If none of the options above are viable, you could fall back to a "poor man's directory service", where you would periodically copy a current list of mailboxes from the machine where they are located, to your MX host(s). Your MTA would then consult this list to validate RCPT TO: commands in incoming mail.
If the machine(s) that host(s) your mailboxes is/are running on some flavor of UNIX or Linux, you could write a script to first generate such a list, perhaps from the local "/etc/passwd" file, and then copy it to your MX host(s) using the "scp" command from the OpenSSH suite. You could then set up a "cron" job (type man cron for details) to periodically run this script.
Dictionary Attack is a term used to describe SMTP transactions where the sending host keeps issuing RCPT TO: commands to probe for possible recipient addresses based on common names (often alphabetically starting with "aaron", but sometimes starting later in the alphabet, and/or at random). If a particular address is accepted by your server, that address is added into the spammer's arsenal.

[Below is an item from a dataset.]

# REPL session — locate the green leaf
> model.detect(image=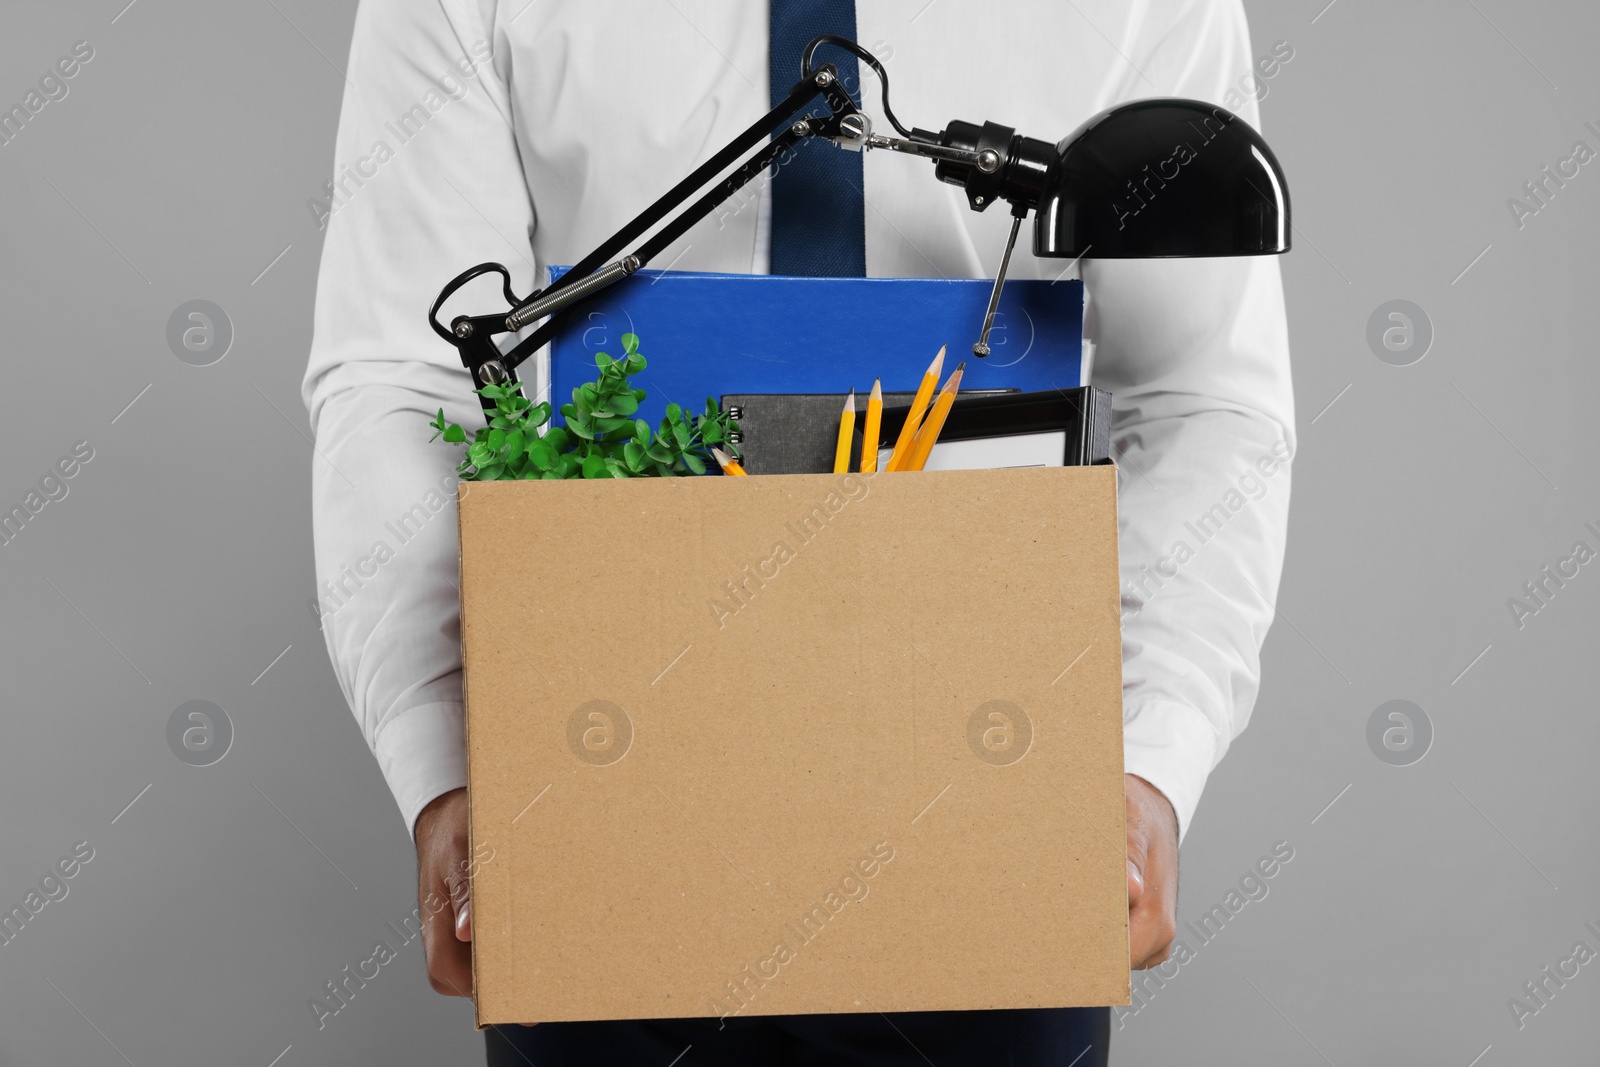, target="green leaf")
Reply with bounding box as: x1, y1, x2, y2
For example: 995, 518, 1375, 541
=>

Some sites, particularly larger ones, find that they are frequent targets of such attacks. From the spammer's perspective, chances of finding a given username on a large site is better than on sites with only a few users.
One effective way to combat dictionary attacks is to issue increasing transaction delays for each failed address. For instance, the first non-existing recipient address can be rejected with a 20-second delay, the second address with a 30-second delay, and so on.

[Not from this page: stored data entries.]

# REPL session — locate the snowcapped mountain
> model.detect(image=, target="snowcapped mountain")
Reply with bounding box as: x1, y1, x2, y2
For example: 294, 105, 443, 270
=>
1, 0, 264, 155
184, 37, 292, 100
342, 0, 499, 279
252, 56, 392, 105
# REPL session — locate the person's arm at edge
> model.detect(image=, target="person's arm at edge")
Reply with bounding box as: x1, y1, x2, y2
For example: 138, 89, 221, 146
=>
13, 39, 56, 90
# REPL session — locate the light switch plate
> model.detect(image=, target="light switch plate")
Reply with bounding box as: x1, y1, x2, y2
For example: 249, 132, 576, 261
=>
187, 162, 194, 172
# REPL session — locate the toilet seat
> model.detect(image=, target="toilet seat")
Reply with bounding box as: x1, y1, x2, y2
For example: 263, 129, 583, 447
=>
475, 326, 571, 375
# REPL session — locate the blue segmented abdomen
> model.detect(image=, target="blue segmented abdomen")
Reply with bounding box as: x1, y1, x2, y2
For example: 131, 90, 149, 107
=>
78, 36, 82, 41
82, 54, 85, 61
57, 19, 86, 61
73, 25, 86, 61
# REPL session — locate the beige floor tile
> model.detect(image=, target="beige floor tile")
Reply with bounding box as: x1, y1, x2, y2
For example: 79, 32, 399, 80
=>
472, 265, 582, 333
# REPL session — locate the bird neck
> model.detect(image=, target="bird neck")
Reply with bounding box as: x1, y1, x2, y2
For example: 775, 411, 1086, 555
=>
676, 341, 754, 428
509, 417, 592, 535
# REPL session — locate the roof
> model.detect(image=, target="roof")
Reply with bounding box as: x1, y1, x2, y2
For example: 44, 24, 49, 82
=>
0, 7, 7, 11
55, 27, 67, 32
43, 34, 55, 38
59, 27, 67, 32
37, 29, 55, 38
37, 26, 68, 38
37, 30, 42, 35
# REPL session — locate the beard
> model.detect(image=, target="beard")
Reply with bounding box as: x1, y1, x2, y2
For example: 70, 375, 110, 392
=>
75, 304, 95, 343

Legitimate Delivery Status Notifications should be sent to only one recipient address - the originator of the original message that triggered the notification. You can drop the connection if the Envelope Sender address is empty, but there are more than one recipients.
Although this check is normally quite effective at weeding out junk, there are reports of buggy L-Soft listserv installations that greet with the plain IP address of the list server.
A special case is the NULL envelope sender address (i.e. MAIL FROM: <>) used in Delivery Status Notifications and other automatically generated responses. This address should always be accepted.